Initial bids “are the basis for clarifying technical and commercial parameters, but not for the actual selection or exclusion of contractors,” ČEZ clarified on Wednesday. “In the tender itself, the aim is to select the best contractor and a high-quality contract. The signing of the contract will be followed by a thorough preparation of the project documentation in order to adhere to a deadline of 2036 for the start of the new unit test operation.”
The new Dukovany plant, Dukovany II, will be built next to the 1987-completed Dukovany nuclear plant, the first nuclear plant built on Czech territory. Dukovany is located 30 kilometers southeast of the UNESCO town Třebíč. Comprising four Russian-designed VVER 440 (model V 213) pressurized water reactors (PWRs), the 2,040-MW Dukovany plant produces around 15 TWh of electricity annually, which covers about 20% of total electricity consumption in the Czech Republic.
Part of a Nuclear Strategy
Efforts to develop Dukovany II began in 2015, with the establishment of EDU II as a specialized entity to implement the new nuclear plant. According to ČEZ, the Dukovany site is suited for a plant sized up to 1.2 GW rather than larger units, owing to technical and natural limitations. ČEZ envisions only one unit “so as not to exceed the total net electrical power in Dukovany Site of 3250 MWe,” it said.

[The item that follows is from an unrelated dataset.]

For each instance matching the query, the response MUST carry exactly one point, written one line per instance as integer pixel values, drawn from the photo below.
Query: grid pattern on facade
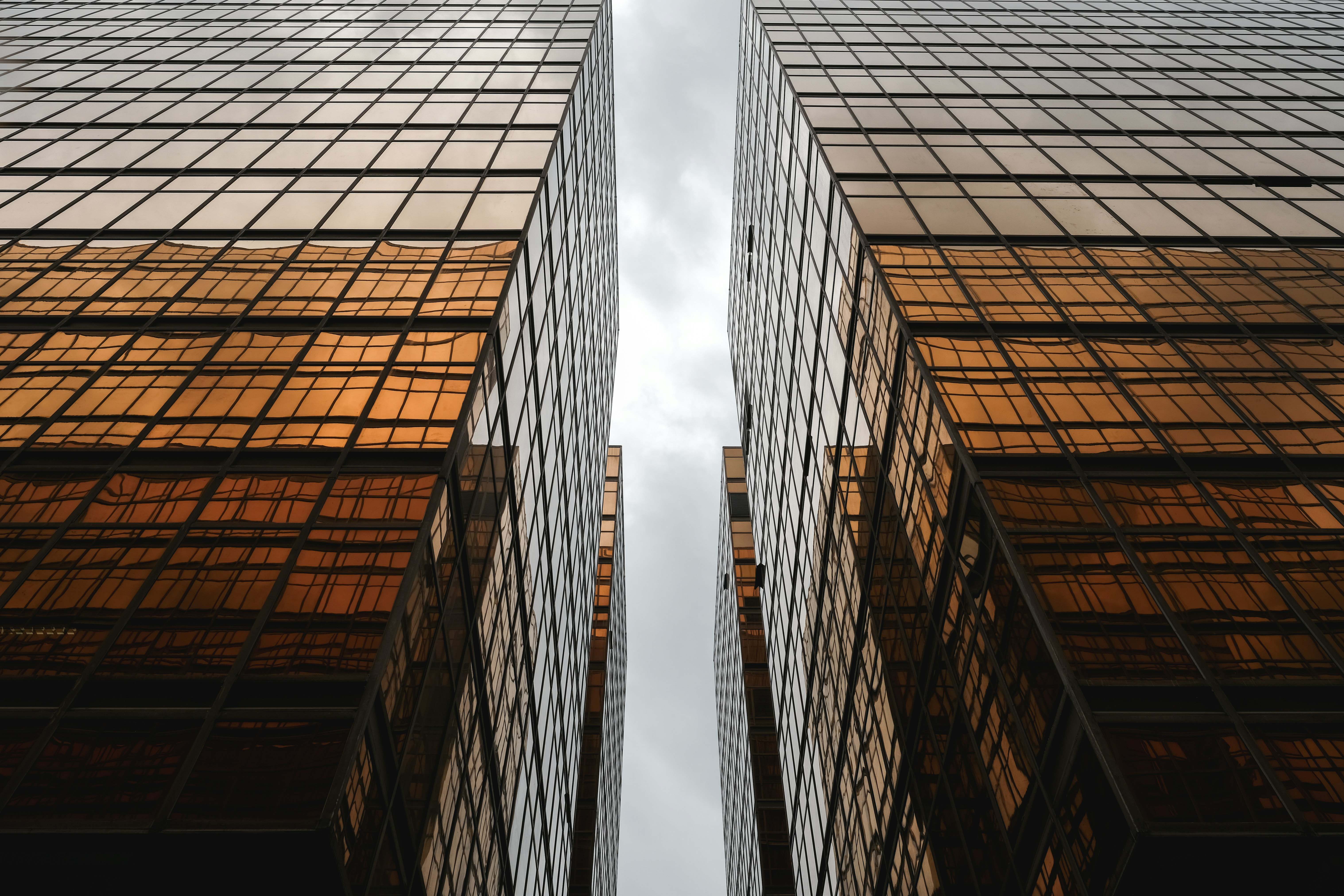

Dukovany II’s development is part of ČEZ’s nuclear strategy. The utility says construction and start-up of the new nuclear unit is “of crucial importance in order to ensure continuity of the nuclear power plant operation and human resources at the site by 2037, when termination of the gradual decommissioning of the existing power plant is conservatively foreseen by the National Action Plan.” The strategy also foresees opportunities to expand its only other nuclear plant, the 2,160-MWe Temelin nuclear station, which is located close to the South Bohemian capital České Budějovice. Temelin features two VVER 1000 Type V 320 PWRs.
On Wednesday, ČEZ said public support for the nuclear new build is a record highs, owing to the current energy crisis. “The most important advantages of nuclear energy include energy security—independence from third countries, low operating costs, i.e. stable price in the long run, reliability of power supply and operational safety of nuclear power plants. The environmental aspects are crucial, with emission-free electricity making a major contribution to the fight against global warming,” the utility said.

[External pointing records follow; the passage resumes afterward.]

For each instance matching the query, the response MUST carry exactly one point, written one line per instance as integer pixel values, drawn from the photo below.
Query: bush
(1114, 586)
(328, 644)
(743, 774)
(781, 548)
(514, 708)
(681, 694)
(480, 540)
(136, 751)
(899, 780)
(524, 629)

Westinghouse-Bechtel Eyeing Opportunities for AP1000 at Temelin
While details aren’t immediately available about bids submitted by EDF and KHNP, Bechtel, in a statement sent to POWER, said its bid, submitted as part of a partnership with Westinghouse, proposes the construction of a single AP1000 reactor. However, the proposal contains “the potential for another unit there and two additional units at the Temelin site,” it said. “Westinghouse and Bechtel will partner with the Czech nuclear industry to fulfill key roles in procurement of equipment and construction of the reactors.”
Bechtel is a key contractor for the two AP1000 units that are nearing start-up at the Vogtle expansion in Georgia. “Nuclear fuel was loaded into the Unit 3 core in October, and commercial operation is expected in the first quarter of 2023,” Bechtel noted.

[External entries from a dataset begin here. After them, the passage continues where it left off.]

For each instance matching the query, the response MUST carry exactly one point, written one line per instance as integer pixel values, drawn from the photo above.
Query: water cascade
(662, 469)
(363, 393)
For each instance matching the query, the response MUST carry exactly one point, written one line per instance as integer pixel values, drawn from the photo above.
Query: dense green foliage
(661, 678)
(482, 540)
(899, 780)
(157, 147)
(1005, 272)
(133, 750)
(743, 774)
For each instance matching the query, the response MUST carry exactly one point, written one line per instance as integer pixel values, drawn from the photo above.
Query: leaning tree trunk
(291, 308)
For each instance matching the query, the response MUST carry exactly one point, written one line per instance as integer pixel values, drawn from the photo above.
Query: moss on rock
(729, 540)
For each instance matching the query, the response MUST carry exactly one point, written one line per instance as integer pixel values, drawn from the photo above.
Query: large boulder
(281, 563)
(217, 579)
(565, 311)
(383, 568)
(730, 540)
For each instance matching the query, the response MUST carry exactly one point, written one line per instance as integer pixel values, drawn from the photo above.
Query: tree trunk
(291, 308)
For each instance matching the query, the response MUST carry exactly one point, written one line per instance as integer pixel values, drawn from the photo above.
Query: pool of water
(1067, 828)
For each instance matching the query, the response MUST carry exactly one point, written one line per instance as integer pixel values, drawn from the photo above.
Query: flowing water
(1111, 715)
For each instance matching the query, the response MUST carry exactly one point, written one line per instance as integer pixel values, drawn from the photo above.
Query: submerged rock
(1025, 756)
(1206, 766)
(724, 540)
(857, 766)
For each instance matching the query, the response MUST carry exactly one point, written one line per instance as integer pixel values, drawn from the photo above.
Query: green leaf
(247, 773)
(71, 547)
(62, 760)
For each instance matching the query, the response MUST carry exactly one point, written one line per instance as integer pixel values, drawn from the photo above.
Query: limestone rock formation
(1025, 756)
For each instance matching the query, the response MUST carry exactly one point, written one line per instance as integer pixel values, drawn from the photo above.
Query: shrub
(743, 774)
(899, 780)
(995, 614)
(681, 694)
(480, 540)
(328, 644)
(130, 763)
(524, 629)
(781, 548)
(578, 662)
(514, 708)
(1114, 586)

Westinghouse, in November, ultimately won a fierce contest to build an AP1000 reactor for Poland’s first nuclear plant in Pomerania. Westinghouse vied with EDF, which offered to build 1.7-GW EPR units, and KHNP, which offered to build six 1.3-GW APR1400 units for Poland. The Polish government and two Polish energy firms later also signed a letter of intent with KHNP to “push ahead” with the development of a second nuclear plant based on APR1400 technology in Pątnów, central Poland.
Bechtel on Wednesday noted the AP1000 plant “is the only operating Generation III+ reactor with fully passive safety systems, modular construction design and has the smallest footprint per MWe on the market.” In addition to Vogtle 3 and 4, four AP1000 units “are currently setting operational performance records in China with four additional reactors under construction, and two more are planned,” it said. In addition, nine units have been announced for Ukraine, and “the technology is under consideration at multiple other sites in Central and Eastern Europe, the UK, and in the U.S.,” it said.
EDF is meanwhile spearheading the construction of six EPRs around the world: One in France (Flamanville 3), one in Finland (Olkiluoto 3), two in China (at Taishan), and two in the UK (at Hinkley Point). This week, the UK government said it would bolster a proposal to build Sizewell C with a £679 million ($815 million) investment, giving the twin EPR nuclear power plant project—a combined 3.2 GW—new flexibility to proceed. EDF, notably, is also in “exclusive negotiations” with India’s Nuclear Power Corp of India Ltd (NCPIL) for the construction of six EPRs in Jaitapur.
KHNP has so far built two APR-1400s in South Korea (Shin Kori 3 and 4) and has two others under construction (Shin Hanul 1 & 2). It has also completed two of four APR-1400 units (Units 1 and 2) under construction at the Barakah nuclear plant in the United Arab Emirates. Barakah 3 was connected to the grid on Oct. 10. Along with prospects in Poland and the Czech Republic, KHNP is looking to export reactors to Saudi Arabia.